Chwyciwszy go, wyrzucili z winnicy i zabili.
Kiedy więc właściciel winnicy przyjdzie, co uczyni z owymi rolnikami?»
Rzekli Mu: «Nędzników marnie wytraci, a winnicę odda w dzierżawę innym rolnikom, takim, którzy mu będą oddawali plon we właściwej porze».
Jezus im rzekł: «Czy nigdy nie czytaliście w Piśmie: Właśnie ten kamień, który odrzucili budujący, stał się głowicą węgła. Pan to sprawił, i jest cudem w naszych oczach.
Dlatego powiadam wam: Królestwo Boże będzie wam zabrane, a dane narodowi, który wyda jego owoce».
Arcykapłani i faryzeusze, słuchając Jego przypowieści, poznali, że o nich mówi.
Toteż starali się Go pochwycić, lecz bali się tłumów, ponieważ miały Go za proroka.

1 komentarz:

  1. Piątek II tygodnia Wielkiego Postu
    Komentarz do Ewangelii
    Św. Bonawentura (1227-1274), franciszkanin, doktor Kościoła
    Mistyczny krzew winny, rozdz. 3, § 5-10

    „Chwyciwszy go, wyrzucili z winnicy i zabili”

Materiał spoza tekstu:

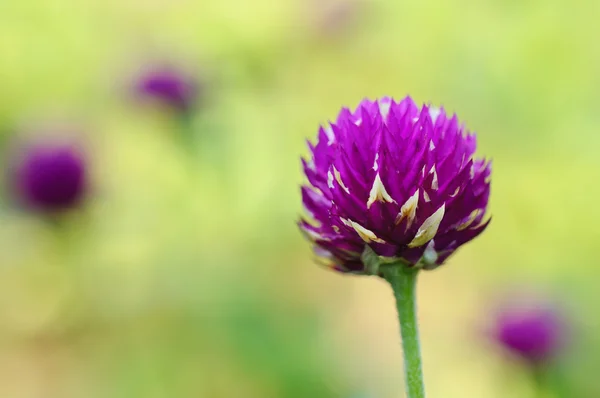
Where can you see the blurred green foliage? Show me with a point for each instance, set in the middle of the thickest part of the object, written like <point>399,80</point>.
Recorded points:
<point>184,274</point>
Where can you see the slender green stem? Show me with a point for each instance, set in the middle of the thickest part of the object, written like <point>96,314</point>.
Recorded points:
<point>404,282</point>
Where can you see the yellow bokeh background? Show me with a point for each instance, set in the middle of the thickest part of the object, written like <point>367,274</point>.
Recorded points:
<point>184,274</point>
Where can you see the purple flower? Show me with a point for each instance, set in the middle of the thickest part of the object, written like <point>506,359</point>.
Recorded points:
<point>51,178</point>
<point>534,333</point>
<point>169,86</point>
<point>400,180</point>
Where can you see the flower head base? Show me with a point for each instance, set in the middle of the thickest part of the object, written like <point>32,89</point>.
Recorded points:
<point>168,86</point>
<point>397,180</point>
<point>51,178</point>
<point>534,333</point>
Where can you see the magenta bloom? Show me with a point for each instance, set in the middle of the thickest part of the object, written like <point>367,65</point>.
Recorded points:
<point>169,86</point>
<point>51,178</point>
<point>535,334</point>
<point>396,178</point>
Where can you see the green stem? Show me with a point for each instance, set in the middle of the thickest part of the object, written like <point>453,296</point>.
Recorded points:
<point>404,282</point>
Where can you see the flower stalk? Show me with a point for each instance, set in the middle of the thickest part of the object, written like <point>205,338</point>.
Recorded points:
<point>404,282</point>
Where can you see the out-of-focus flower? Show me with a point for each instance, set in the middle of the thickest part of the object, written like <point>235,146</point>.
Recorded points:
<point>168,85</point>
<point>395,178</point>
<point>334,18</point>
<point>51,177</point>
<point>534,332</point>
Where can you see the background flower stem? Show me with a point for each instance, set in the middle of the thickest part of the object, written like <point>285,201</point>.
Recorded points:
<point>404,283</point>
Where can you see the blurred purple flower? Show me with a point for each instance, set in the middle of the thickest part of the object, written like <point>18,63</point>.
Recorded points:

    „Ja jestem prawdziwym krzewem winnym” - mówi Jezus (J 15,1)... Kopie się dołki wokół tego krzewu, to znaczy, robi się podstępne zasadzki. Kiedy spiskuje się, aby złapać kogoś w pułapkę, to jakby kopać dół przed nim. To dlatego żali się Jezus, mówiąc: „Przede mną dół wykopali” (Ps 57,7)... Oto przykład tych pułapek: „Przyprowadzili do Niego kobietę którą pochwycono na cudzołóstwie” i powiedzieli: „Mojżesz nakazał nam takie kamienować. A Ty co mówisz?” (J 8,3nn)... I inny przykład: „Czy wolno płacić podatek Cezarowi, czy nie?” (Mt 22,17)...

    Ale odkryli, że te zasadzki nie szkodzą krzewowi. Przeciwnie, kopiąc te doły, sami w nie wpadli (Ps 57,7)... Drążyli zatem bardziej: nie tylko ręce i nogi (Ps 22,17), ale przebili Jego bok włócznią (J 19,34) i obnażyli wnętrze tego najświętszego serca, które już zostało zranione włócznią miłości. W swoje miłosnej pieśni, Oblubieniec mówi: „Zraniłaś me serce, moja siostro, moja oblubienico” (Pnp 4,9, Wlg). Panie Jezu, Twoje serce zostało zranione miłością przez Twoją oblubienicę, przyjaciółkę, siostrę. Dlaczego zatem trzeba było, aby jeszcze i Twoi wrogowie Cię ranili? Co robicie, wrogowie?... Nie wiedzieliście, że serce Pana Jezusa, ugodzone, już jest martwe, już otwarte i nie może go dosięgnąć inne cierpienie? Serce Oblubieńca, Pana Jezusa, już otrzymało ranę miłości, śmierć miłości. Jaka inna śmierć mogłaby Go dosięgnąć?... Męczennicy też się śmieją, kiedy się im grozi, raduję się, kiedy się ich bije, tryumfuję, kiedy się ich zabija. Dlaczego? Ponieważ są już martwi z miłości w ich sercach, „martwi dla grzechu” (Rz 6,2) i dla świata...

    Serce Jezusa zatem zostało zranione i wydane na śmierć za nas...; śmierć fizyczna zatryumfowała przez chwilę, lecz została zwyciężona na zawsze. Została unicestwiona, kiedy Chrystus powstał z martwych, ponieważ „śmierć nad Nim nie ma już władzy” (Rz 6,9).